Mendengar pidato Din Syamsuddin tentang perubahan kekuasaan yang pasti akan terjadi, hingga pemaparan kisah carangan dalam wayang kulit purwa ‘Petruk Dadi Ratu (Petruk Jadi Raja), disambut penuh semangat oleh para peserta pertemuan. Tak henti-hetinnya mereka menerikan yel-yel ‘merdeka’.
Bahkan mereka secara aklamasi mengucapkan sumpah yang dipimpin mantan Danjen Kopasus, Sunarko, untuk mencintai Indonesia dengan segenap jiwa raga.’’Apakah kalian sanggup,’’ tanya Soenarko dan segera dijawab dengan teriakan bergumuruh:’’Sanggup…!”

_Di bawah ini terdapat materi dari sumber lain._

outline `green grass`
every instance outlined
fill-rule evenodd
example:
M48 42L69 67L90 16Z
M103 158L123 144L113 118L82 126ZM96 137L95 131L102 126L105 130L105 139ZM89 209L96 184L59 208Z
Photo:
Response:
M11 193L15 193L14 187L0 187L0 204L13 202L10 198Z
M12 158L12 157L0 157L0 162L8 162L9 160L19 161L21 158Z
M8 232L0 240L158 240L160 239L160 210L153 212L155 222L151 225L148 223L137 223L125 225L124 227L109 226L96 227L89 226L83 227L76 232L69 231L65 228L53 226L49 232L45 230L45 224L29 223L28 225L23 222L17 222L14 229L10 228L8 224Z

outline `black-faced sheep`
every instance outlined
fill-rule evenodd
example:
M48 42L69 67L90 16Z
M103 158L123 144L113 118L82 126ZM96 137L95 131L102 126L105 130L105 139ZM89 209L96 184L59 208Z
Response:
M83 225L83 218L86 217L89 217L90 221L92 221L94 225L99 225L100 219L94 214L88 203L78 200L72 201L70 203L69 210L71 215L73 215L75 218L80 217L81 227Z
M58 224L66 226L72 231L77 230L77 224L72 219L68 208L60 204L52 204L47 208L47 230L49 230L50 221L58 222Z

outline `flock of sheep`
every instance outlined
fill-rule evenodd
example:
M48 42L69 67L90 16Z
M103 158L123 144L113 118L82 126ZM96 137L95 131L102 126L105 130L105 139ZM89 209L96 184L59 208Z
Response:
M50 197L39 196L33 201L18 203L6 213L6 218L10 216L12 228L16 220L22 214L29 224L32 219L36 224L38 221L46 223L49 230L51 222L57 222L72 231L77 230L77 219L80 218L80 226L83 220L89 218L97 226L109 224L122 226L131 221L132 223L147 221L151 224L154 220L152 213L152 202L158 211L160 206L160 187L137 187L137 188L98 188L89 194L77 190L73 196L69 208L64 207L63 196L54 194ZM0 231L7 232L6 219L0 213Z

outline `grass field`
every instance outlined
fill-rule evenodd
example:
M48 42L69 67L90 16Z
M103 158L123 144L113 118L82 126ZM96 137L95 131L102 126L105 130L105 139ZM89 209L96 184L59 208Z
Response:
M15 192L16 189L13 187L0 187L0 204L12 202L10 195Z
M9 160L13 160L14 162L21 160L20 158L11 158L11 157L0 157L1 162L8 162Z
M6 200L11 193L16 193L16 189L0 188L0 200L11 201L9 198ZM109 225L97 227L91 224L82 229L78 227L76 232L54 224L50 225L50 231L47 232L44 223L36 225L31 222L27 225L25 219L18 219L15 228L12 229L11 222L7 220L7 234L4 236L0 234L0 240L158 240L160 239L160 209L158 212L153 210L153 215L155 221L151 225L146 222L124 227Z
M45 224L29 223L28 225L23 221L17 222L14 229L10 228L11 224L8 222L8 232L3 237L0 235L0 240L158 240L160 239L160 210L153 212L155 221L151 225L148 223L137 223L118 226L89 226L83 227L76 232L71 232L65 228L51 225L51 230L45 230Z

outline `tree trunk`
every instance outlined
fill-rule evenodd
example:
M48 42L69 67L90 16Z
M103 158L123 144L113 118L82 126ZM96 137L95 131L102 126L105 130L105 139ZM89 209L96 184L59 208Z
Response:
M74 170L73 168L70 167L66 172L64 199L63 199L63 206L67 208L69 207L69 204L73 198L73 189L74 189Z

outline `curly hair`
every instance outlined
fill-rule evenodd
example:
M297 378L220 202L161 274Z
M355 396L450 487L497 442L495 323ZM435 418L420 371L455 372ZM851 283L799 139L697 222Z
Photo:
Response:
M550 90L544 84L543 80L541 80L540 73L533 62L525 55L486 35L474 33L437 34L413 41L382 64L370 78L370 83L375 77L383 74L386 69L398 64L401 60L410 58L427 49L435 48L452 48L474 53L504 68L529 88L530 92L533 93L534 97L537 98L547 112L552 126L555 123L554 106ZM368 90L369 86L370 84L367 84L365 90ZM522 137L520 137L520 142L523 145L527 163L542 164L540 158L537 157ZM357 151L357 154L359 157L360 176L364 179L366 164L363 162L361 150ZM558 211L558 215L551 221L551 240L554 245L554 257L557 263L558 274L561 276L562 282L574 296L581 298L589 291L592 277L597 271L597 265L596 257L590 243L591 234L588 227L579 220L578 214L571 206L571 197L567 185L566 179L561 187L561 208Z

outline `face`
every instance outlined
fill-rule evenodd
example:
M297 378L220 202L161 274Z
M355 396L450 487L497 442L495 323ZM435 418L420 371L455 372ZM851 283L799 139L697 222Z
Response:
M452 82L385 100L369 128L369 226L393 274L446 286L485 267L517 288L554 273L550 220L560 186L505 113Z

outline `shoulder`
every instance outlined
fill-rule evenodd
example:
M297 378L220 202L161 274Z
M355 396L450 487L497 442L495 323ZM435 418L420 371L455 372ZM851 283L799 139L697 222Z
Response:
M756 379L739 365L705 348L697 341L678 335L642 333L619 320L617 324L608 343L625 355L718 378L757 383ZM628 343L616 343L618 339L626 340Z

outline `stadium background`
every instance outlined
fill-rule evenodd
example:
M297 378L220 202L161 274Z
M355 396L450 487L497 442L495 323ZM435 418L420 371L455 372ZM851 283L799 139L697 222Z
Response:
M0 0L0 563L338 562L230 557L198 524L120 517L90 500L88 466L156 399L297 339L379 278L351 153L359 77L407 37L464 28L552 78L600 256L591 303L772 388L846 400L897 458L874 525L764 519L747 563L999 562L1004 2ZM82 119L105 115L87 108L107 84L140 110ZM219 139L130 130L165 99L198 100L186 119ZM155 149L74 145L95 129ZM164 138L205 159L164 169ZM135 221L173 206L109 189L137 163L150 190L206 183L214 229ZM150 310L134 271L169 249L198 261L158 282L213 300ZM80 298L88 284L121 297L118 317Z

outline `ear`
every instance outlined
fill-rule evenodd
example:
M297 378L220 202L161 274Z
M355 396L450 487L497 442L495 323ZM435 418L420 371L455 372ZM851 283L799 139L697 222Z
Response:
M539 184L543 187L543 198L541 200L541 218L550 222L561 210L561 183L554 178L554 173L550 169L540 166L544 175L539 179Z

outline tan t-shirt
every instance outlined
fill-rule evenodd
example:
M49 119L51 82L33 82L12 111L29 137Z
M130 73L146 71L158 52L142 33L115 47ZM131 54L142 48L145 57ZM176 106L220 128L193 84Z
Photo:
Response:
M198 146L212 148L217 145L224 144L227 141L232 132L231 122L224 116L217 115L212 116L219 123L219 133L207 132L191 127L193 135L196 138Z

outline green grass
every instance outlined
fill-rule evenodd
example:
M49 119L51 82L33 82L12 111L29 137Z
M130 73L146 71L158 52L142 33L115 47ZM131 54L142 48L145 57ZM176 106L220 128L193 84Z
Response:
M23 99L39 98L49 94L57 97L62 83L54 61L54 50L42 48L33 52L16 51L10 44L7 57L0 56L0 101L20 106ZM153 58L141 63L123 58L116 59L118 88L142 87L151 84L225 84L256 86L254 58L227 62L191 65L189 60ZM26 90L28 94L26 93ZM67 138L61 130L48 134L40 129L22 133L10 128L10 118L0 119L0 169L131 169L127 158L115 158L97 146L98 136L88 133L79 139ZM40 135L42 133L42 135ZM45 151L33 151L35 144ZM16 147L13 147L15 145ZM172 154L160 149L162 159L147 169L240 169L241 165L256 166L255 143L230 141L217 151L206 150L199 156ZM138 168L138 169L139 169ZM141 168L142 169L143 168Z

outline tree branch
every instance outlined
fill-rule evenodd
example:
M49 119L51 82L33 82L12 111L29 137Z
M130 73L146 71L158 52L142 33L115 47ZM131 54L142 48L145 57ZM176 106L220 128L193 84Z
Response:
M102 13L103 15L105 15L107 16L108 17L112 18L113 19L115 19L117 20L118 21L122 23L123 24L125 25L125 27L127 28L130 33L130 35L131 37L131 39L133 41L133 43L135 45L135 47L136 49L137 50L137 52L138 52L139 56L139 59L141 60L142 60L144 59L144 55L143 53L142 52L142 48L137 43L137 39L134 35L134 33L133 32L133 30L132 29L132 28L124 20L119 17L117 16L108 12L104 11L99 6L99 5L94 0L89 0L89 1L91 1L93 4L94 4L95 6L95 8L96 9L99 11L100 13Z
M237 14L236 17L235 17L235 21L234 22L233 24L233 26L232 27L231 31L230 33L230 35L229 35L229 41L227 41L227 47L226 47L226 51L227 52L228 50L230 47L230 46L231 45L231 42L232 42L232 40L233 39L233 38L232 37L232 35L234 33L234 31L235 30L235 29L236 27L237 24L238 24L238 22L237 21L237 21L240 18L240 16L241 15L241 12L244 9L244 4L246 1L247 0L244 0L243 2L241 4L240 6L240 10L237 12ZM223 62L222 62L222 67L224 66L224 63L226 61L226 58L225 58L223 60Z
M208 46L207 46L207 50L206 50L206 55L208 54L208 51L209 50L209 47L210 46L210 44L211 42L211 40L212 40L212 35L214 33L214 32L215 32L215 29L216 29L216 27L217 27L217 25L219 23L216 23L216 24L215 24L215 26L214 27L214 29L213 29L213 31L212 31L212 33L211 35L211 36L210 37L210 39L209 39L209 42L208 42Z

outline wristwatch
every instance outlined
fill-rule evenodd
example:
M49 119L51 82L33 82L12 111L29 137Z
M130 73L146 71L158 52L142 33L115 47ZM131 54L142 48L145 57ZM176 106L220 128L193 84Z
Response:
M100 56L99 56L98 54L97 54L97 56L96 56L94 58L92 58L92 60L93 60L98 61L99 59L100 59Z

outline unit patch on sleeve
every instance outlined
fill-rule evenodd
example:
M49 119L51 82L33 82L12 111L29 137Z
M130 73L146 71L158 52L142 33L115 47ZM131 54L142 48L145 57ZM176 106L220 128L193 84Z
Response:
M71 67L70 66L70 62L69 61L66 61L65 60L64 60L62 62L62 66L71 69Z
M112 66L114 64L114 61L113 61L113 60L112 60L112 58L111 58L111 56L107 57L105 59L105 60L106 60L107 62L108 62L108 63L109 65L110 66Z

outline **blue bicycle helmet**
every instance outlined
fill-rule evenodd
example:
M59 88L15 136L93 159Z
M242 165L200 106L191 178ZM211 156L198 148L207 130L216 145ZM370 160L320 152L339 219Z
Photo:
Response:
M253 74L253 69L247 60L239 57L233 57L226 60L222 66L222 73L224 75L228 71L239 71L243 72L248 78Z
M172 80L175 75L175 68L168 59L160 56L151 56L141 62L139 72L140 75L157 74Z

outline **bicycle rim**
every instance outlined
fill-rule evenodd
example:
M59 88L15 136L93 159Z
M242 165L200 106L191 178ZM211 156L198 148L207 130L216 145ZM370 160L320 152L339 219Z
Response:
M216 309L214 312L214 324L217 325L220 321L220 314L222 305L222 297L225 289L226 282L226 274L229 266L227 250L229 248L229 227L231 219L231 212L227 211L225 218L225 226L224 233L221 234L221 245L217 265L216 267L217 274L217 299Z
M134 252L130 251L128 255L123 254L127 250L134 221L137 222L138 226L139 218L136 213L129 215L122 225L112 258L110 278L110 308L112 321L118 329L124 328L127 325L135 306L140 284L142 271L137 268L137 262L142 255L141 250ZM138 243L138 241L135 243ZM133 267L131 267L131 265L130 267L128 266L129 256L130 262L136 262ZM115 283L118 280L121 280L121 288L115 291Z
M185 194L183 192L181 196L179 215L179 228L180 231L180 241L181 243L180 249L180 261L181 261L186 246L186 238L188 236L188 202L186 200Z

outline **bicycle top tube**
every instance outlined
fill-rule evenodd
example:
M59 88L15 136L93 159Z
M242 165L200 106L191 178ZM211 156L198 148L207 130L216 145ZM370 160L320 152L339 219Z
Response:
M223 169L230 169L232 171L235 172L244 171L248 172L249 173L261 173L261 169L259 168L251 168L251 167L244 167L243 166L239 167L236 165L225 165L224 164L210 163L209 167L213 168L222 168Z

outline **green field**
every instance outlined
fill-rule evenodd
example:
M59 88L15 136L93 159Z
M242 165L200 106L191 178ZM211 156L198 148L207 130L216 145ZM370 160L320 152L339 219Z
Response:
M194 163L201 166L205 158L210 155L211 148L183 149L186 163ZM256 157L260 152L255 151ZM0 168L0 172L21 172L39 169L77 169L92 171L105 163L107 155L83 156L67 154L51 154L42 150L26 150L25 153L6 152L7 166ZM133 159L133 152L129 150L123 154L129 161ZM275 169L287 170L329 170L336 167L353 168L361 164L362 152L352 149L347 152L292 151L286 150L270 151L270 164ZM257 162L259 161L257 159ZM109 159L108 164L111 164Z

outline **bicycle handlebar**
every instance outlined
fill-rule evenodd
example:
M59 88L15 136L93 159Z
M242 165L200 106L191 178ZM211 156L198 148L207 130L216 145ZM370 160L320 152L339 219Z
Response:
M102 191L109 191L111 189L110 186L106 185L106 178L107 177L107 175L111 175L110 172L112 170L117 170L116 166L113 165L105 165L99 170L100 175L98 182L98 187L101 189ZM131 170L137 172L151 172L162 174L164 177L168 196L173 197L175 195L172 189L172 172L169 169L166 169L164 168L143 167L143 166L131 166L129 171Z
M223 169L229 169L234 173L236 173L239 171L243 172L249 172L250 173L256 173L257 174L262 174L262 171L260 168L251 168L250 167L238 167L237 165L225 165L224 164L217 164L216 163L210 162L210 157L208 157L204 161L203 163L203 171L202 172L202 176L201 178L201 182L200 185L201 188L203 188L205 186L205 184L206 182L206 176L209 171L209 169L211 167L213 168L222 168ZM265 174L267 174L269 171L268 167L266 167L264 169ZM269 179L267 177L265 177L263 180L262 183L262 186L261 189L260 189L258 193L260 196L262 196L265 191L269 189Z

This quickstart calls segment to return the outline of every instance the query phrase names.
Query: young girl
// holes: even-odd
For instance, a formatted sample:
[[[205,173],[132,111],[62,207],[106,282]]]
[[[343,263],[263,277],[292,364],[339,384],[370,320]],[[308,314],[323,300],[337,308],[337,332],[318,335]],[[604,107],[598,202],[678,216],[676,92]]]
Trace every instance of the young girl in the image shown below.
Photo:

Sampai usai acara, suasana berlangsung aman. Terlihat para jawara Jakarta mengawasi keamanan tempat itu. Sepasukan aparat kepolisian dari Polsek Menteng juga menjaga tempat itu. Semuanya tak ingin peristiwa memalukan seperti terjadinya aksi kekerasan kepada peserta diskusi di kawasan Kemang, Jakarta Selatan, terulang kembali.